Mid-band 5G mast cost c. £50,000 and provides coverage over c. 38 hectares. This might seem low to industry and we have done this by using low cost alternatives, such as the re-use of existing infrastructure. However, this isn’t always possible and the cost is heavily reliant on the site specificities. For a private farm network, this doesn’t necessarily seem cheap to farmers.

Fit for farming?

There are four main learning areas that we’ve found from the 5G RuralDorset trials.

1) The agritech market is young

There are many NB-IoT devices out in the market, but none that we have found produced in the UK. Additionally, there are only a couple of NB-IoT devices which are designed for farms. Much more needs to be done to build fit-for-farm solutions here with easy interoperability between hardware and systems.

Automated tractors and drones will take over from traditional farm machinery over the next ten years and mid-band 5G is currently the only quasi-compatible connectivity solution on the farm. Deploying a mid-band 5G network now however will not work with current technology on the market. Connectivity providers need to work hand-in-hand with the agri-tech sector to deliver a thought-through solution.

2) Interoperability will be key

With multiple sensors and a wide array of data, how things communicate with each other is important. After issues with different systems trying to talk to each other, we developed our own IoT platform and back-end to decipher the outputs from devices in the field.

Agriculture has a history of systems not talking and data being siloed by large players. The new era of farming needs companies to be open and a data ethics piece in place.

3) Technology needs to be fit for the farm

If you are in a field, in the middle of nowhere, this is very different to challenges within a factory or urban setting. In our trials, sensors in the field only lasted a week before cows tried eating them, other IoT sensors got too dirty or waterlogged and stopped working, and in most cases we had to create makeshift solutions to make them robust enough to deal with the environment. So be prepared to have to make some adaptations yourself; it turns out that for all the technology, duct tape can be your best friend to get the product to be fit for farming!
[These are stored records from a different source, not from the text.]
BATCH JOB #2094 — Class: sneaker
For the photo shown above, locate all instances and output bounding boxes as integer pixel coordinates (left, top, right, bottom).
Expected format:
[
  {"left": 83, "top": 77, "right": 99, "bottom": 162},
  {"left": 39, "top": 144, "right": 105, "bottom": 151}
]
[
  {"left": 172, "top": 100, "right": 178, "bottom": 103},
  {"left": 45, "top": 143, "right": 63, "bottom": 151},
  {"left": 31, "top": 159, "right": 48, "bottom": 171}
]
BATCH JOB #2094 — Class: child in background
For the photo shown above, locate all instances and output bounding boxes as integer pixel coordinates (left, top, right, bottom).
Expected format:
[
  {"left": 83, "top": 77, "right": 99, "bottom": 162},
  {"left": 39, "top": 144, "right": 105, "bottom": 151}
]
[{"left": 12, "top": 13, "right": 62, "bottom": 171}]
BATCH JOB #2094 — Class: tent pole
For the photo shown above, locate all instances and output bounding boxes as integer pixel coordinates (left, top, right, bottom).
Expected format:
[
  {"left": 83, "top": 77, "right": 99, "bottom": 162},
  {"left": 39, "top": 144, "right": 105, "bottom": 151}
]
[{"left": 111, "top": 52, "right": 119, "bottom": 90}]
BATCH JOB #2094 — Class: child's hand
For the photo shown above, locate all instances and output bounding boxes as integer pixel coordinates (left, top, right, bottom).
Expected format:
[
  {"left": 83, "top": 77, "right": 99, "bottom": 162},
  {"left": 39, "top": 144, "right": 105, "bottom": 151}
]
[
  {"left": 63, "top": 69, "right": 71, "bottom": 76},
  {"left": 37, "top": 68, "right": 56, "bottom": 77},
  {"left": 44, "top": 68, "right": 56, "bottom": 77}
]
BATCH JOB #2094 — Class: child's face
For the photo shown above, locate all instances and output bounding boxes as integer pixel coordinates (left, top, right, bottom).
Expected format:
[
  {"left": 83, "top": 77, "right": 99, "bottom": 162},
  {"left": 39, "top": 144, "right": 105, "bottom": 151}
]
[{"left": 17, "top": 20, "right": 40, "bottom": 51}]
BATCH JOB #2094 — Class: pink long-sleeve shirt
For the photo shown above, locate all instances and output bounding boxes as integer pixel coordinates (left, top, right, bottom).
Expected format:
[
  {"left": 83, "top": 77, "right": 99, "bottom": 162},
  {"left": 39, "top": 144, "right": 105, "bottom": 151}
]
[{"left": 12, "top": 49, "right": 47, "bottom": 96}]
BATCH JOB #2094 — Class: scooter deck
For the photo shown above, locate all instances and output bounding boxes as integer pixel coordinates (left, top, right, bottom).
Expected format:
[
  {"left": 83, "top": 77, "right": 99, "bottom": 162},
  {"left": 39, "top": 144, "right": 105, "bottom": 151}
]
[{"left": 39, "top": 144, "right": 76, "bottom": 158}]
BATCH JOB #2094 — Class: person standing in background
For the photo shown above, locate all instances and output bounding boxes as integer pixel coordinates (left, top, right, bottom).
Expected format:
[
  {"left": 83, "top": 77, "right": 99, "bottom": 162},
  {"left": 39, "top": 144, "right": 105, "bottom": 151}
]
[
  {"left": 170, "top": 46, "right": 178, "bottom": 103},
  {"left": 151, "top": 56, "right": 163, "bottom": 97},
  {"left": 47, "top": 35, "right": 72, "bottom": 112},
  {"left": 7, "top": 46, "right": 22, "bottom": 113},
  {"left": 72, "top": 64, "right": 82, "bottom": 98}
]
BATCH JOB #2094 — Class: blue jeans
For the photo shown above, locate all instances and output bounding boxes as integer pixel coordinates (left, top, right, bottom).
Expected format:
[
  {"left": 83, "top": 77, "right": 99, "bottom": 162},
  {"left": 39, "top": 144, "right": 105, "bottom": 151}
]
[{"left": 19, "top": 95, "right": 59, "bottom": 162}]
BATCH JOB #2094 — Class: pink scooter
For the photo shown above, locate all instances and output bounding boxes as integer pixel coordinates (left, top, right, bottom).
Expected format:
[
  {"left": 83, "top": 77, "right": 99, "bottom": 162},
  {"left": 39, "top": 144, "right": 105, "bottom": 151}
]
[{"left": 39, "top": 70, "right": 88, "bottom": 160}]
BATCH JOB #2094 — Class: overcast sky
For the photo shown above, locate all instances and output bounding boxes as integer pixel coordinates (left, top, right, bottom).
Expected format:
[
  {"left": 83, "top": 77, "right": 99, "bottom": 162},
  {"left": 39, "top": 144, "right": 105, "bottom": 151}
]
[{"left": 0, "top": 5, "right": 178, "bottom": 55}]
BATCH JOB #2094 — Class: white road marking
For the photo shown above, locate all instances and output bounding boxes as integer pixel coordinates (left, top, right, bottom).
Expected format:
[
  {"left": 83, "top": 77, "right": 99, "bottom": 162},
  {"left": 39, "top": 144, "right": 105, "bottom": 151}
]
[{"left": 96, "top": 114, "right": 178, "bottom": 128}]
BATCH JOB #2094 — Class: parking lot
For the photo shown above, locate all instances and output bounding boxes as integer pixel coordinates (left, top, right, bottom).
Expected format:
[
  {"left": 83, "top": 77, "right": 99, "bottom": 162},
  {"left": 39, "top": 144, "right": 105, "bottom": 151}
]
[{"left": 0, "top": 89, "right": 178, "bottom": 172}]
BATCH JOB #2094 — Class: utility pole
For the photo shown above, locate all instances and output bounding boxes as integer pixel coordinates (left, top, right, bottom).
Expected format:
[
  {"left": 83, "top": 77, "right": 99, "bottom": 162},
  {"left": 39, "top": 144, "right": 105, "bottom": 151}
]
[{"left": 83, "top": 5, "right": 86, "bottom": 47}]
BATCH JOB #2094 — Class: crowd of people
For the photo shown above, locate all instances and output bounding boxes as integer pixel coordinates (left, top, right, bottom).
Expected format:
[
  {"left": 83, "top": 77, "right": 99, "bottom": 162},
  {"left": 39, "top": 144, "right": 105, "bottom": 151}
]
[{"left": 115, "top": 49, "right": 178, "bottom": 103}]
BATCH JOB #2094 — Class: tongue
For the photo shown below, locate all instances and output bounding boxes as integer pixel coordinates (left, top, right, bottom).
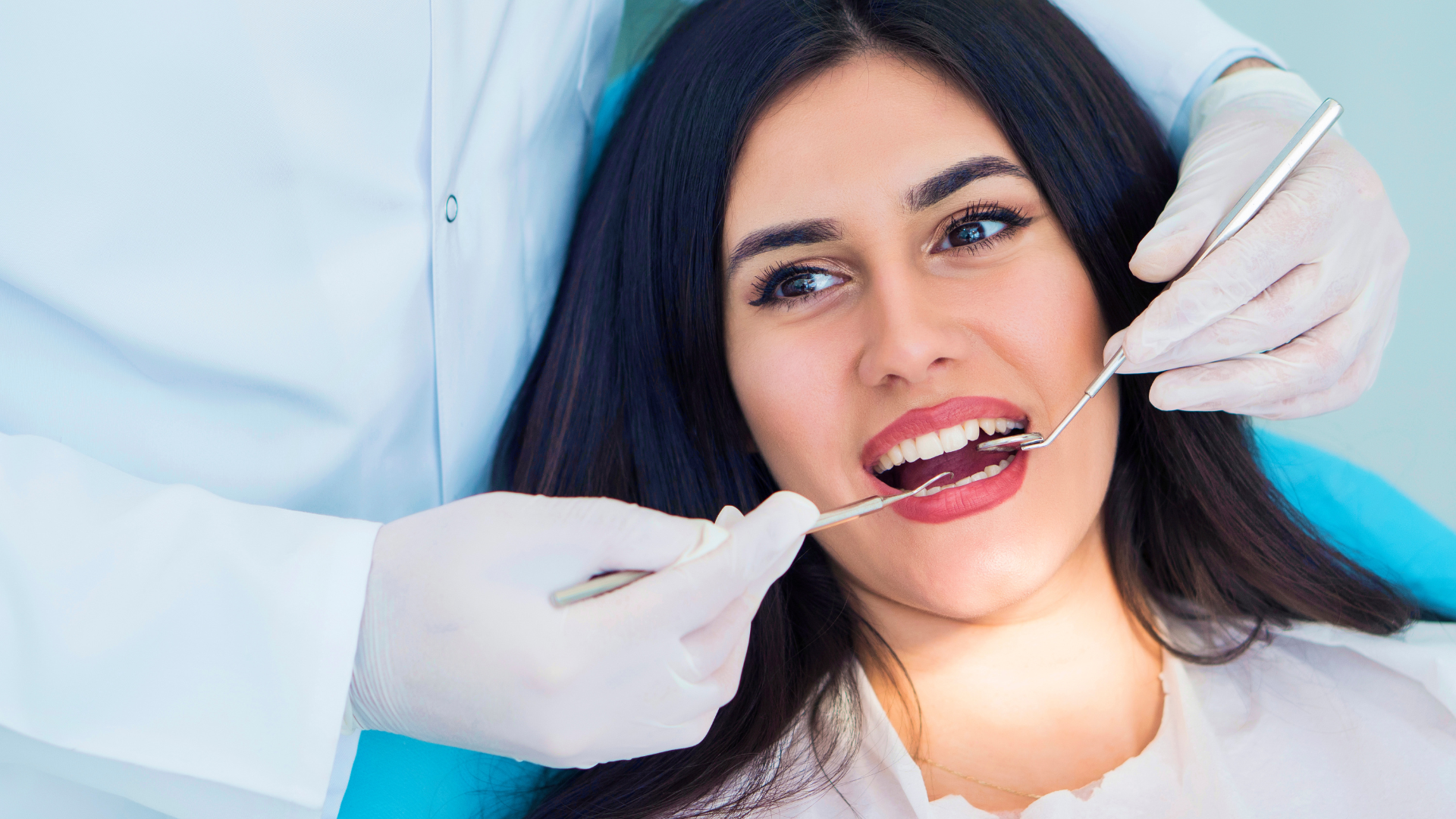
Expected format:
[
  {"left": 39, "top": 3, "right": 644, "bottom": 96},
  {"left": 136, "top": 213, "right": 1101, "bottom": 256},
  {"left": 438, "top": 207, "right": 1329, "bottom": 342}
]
[{"left": 894, "top": 443, "right": 1006, "bottom": 490}]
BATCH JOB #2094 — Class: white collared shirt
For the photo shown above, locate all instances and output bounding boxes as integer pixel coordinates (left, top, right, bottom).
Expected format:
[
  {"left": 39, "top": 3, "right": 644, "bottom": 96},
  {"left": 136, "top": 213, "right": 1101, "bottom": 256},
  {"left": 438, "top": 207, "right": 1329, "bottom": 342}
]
[
  {"left": 763, "top": 623, "right": 1456, "bottom": 819},
  {"left": 0, "top": 0, "right": 1275, "bottom": 819}
]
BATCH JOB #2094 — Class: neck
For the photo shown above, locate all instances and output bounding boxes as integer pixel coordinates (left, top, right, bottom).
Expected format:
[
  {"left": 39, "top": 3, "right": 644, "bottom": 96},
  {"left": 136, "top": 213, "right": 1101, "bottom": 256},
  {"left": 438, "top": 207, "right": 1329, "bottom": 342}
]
[{"left": 856, "top": 520, "right": 1163, "bottom": 810}]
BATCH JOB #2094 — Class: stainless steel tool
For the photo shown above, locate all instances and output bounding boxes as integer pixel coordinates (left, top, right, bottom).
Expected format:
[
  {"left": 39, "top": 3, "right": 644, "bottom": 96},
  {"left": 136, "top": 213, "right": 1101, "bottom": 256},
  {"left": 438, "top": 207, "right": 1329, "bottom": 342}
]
[
  {"left": 975, "top": 99, "right": 1345, "bottom": 452},
  {"left": 551, "top": 472, "right": 956, "bottom": 606}
]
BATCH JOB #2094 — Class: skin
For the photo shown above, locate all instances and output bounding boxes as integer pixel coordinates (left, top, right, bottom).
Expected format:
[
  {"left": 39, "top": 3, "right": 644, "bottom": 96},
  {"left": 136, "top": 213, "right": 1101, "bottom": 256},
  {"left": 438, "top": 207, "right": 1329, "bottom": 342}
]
[{"left": 722, "top": 52, "right": 1162, "bottom": 810}]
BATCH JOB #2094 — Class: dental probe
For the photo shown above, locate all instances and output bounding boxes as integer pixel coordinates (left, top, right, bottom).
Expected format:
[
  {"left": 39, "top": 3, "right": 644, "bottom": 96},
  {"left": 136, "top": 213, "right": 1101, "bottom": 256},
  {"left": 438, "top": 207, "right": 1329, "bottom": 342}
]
[
  {"left": 975, "top": 99, "right": 1345, "bottom": 452},
  {"left": 808, "top": 472, "right": 956, "bottom": 535},
  {"left": 551, "top": 472, "right": 956, "bottom": 607}
]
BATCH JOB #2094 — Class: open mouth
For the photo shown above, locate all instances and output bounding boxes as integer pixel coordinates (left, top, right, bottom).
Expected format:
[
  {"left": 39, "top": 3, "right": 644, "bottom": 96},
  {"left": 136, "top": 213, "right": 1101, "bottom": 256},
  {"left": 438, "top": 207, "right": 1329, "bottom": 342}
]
[{"left": 869, "top": 419, "right": 1027, "bottom": 497}]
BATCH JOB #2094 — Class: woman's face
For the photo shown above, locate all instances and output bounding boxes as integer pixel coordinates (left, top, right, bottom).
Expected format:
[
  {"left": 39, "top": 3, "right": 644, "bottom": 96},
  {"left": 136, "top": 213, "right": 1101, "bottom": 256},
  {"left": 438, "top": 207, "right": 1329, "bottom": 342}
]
[{"left": 722, "top": 54, "right": 1117, "bottom": 620}]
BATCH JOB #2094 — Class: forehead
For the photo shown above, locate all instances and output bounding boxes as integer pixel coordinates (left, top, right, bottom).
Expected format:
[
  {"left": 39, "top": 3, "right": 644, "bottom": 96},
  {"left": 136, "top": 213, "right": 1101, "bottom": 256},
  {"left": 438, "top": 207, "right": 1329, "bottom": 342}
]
[{"left": 725, "top": 52, "right": 1019, "bottom": 230}]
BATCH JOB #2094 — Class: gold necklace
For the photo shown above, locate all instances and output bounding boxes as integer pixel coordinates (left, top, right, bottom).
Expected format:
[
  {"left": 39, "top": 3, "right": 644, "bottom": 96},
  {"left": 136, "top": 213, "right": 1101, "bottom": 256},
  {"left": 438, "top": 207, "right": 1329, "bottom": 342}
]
[{"left": 916, "top": 756, "right": 1046, "bottom": 799}]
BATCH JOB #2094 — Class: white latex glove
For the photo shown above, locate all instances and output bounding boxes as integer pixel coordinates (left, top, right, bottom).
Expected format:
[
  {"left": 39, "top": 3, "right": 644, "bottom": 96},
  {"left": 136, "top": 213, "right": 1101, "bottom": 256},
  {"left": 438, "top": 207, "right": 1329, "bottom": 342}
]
[
  {"left": 351, "top": 493, "right": 818, "bottom": 768},
  {"left": 1106, "top": 68, "right": 1410, "bottom": 419}
]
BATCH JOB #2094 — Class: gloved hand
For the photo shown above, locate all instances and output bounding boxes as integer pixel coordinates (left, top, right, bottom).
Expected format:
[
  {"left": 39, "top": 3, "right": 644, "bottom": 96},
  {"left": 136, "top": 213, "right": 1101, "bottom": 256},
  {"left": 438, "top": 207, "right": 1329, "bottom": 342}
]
[
  {"left": 350, "top": 493, "right": 818, "bottom": 768},
  {"left": 1106, "top": 68, "right": 1410, "bottom": 419}
]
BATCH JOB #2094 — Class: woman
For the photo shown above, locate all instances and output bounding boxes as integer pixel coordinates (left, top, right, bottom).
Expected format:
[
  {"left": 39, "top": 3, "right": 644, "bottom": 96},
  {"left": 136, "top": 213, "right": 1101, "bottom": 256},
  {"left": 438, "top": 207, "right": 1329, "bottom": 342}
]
[{"left": 497, "top": 0, "right": 1456, "bottom": 817}]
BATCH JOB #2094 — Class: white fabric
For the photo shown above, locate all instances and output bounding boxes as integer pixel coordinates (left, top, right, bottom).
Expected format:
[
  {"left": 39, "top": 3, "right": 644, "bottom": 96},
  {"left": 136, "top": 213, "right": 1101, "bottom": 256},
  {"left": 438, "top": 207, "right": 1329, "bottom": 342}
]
[
  {"left": 1053, "top": 0, "right": 1284, "bottom": 156},
  {"left": 1188, "top": 68, "right": 1339, "bottom": 134},
  {"left": 764, "top": 623, "right": 1456, "bottom": 819},
  {"left": 0, "top": 0, "right": 620, "bottom": 819},
  {"left": 0, "top": 0, "right": 1292, "bottom": 819}
]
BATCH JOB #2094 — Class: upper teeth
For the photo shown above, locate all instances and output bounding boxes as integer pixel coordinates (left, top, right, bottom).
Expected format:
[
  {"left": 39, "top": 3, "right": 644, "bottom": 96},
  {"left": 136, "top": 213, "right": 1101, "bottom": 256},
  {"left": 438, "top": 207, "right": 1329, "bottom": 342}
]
[{"left": 875, "top": 419, "right": 1027, "bottom": 474}]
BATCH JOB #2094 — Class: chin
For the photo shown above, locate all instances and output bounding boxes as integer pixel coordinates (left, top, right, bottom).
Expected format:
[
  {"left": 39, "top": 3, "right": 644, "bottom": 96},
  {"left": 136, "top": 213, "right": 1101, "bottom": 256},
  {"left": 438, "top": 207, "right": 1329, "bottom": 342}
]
[{"left": 834, "top": 517, "right": 1068, "bottom": 621}]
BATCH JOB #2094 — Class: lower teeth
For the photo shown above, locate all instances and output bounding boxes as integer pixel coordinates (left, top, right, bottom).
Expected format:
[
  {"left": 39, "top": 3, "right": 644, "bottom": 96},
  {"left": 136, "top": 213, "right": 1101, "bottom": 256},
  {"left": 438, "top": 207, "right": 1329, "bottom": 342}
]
[{"left": 915, "top": 453, "right": 1016, "bottom": 497}]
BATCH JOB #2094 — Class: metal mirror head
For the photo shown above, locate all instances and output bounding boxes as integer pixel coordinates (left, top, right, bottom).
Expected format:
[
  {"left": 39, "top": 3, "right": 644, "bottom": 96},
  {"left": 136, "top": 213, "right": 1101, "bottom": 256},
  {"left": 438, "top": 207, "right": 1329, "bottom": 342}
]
[{"left": 975, "top": 433, "right": 1041, "bottom": 452}]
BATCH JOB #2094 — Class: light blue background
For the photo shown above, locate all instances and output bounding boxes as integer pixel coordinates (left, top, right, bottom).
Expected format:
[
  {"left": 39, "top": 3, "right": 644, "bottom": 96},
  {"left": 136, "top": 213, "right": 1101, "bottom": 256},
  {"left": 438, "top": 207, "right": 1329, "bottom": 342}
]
[
  {"left": 613, "top": 0, "right": 1456, "bottom": 528},
  {"left": 1204, "top": 0, "right": 1456, "bottom": 528},
  {"left": 340, "top": 0, "right": 1456, "bottom": 819}
]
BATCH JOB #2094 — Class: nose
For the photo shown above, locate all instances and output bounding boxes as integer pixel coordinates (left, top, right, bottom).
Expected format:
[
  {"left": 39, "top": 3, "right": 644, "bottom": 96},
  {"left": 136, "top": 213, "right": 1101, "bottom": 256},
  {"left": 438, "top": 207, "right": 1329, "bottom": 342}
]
[{"left": 859, "top": 265, "right": 971, "bottom": 386}]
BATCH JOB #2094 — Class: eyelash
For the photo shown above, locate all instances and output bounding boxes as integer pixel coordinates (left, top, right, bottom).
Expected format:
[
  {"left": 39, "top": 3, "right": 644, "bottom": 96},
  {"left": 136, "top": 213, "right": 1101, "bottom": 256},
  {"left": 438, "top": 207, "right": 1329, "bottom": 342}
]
[
  {"left": 748, "top": 262, "right": 831, "bottom": 307},
  {"left": 940, "top": 201, "right": 1031, "bottom": 253},
  {"left": 748, "top": 201, "right": 1031, "bottom": 309}
]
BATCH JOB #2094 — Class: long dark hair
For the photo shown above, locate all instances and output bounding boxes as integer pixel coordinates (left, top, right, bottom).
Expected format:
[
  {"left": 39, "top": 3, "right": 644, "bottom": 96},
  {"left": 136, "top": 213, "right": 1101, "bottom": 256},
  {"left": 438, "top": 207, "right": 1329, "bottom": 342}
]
[{"left": 494, "top": 0, "right": 1412, "bottom": 819}]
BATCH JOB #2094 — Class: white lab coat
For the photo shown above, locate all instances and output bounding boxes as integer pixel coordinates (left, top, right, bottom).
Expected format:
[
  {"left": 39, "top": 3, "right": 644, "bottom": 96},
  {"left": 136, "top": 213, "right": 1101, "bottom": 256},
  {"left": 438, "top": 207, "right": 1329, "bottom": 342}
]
[{"left": 0, "top": 0, "right": 1272, "bottom": 819}]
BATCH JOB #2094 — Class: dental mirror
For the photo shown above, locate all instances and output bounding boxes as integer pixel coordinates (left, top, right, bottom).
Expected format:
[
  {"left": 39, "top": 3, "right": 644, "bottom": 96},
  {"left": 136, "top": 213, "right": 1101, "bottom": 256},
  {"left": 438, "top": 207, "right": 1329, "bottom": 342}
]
[
  {"left": 975, "top": 99, "right": 1345, "bottom": 452},
  {"left": 551, "top": 469, "right": 955, "bottom": 607}
]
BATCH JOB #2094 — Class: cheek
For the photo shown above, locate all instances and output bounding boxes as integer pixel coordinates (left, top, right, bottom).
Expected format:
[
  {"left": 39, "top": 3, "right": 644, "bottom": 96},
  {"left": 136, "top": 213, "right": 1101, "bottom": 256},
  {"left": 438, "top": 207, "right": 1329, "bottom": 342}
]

4) Power is still an issue

We found that IoT devices don’t last long out in the field – if the cow hasn’t already knocked it off its shelf, the battery has probably died. The same issue is found right across the board with drones and automated robots still currently limited. Batteries are heavy and deteriorate in the cold weather.

This has led to an extension of the project with Vodafone – creating a new type of IoT device, with an integrated SIM and standard interface for sensors. This has reduced power consumption from 50 milliamps (standard IoT device) down to 3.5 microamps and will help solve some of the power issues we see in IoT.

Power is also an issue for mast sites. Getting power across a farm can be expensive and should be considered alongside fibre installation.

Bringing farmers along on the journey

Wessex Internet started out because our founders’ farms couldn’t get decent connectivity. The company as an internet provider – now with full fibre in Dorset, Somerset, Wiltshire and Hampshire  – came from our frustrations as farmers, and we therefore understand the challenges and opportunities intricately.

We know the challenges first-hand and have the right connections in our region to have open conversations about the opportunities and expectations of the tech.

I’d recommend finding the right person or people to open dialogue with potential end-users, who can speak the language and ‘hold their own’ in the markets and locations that will become end users.

Data security surprise

Through the trials farmers highlighted a worry with third-party data use. Many large machinery companies charge farmers extortionate amounts for access to their own data, as it is uploaded directly away from that farm, to the companies’ servers.

As a result, many farmers are attracted to data centre systems physically on their farm, enabling greater control of how their data is used. With local data centres, data can be shared on a case-by-case basis, with the potential to bring in additional revenue for farms.  It’s another thing to consider and fully understand the implications of before you make any firm decisions.